The second component, an original construct by the team, helps alleviate the possibility of a bad analysis of synthetic data. When working with even well developed synthetic data, you can never truly know if your particular data is “well preserved” (read: accurate and precise) by the original data set. To solve this issue, Reiter’s team created a verification server, which can actually tell you whether your analysis is a high or low quality result, describing whether the analysis from synthetic data is backed by the actual data. Through this method, researchers, students, and even the general public can work with data that both maintains confidentiality and can be easily measured on its validity. Of course, there are measures so that individuals cannot abuse the system to find out confidential specifics of the original data, such as the addresses of infidelity participants, while maintaining and outstandingly valid amount of data.
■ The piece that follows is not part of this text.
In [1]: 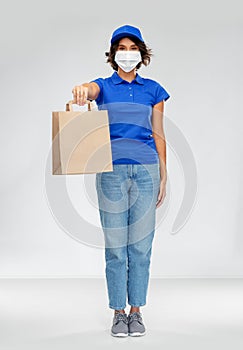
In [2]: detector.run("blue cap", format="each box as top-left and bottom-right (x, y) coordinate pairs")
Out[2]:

Then comes the third and final component: remote access to the system for trusted and preferred users. To work with highly sensitive data, researchers must often go to physical centers, often causing a loss in time and resources. The third component allows all analysis to be done on a server to make data available and secure, without being restrictive because of location.
What does this mean for the future of research?
Researchers, students, and the general public would have access to data that is typically reserved for individuals who have gone through a lengthy – and costly – screening process. As Reiter points out: “more people that can get to data, the better.” With each new set of eyes, there is a new possibility that people can gather further understanding from a set of data. Not surprisingly, there is already interest from professionals in the university setting.
Reiter notes that such a large and unique system could not have worked without individuals from different fields: “It’s an example of interdisciplinary Duke; the project needed all these different perspectives coming together to succeed.”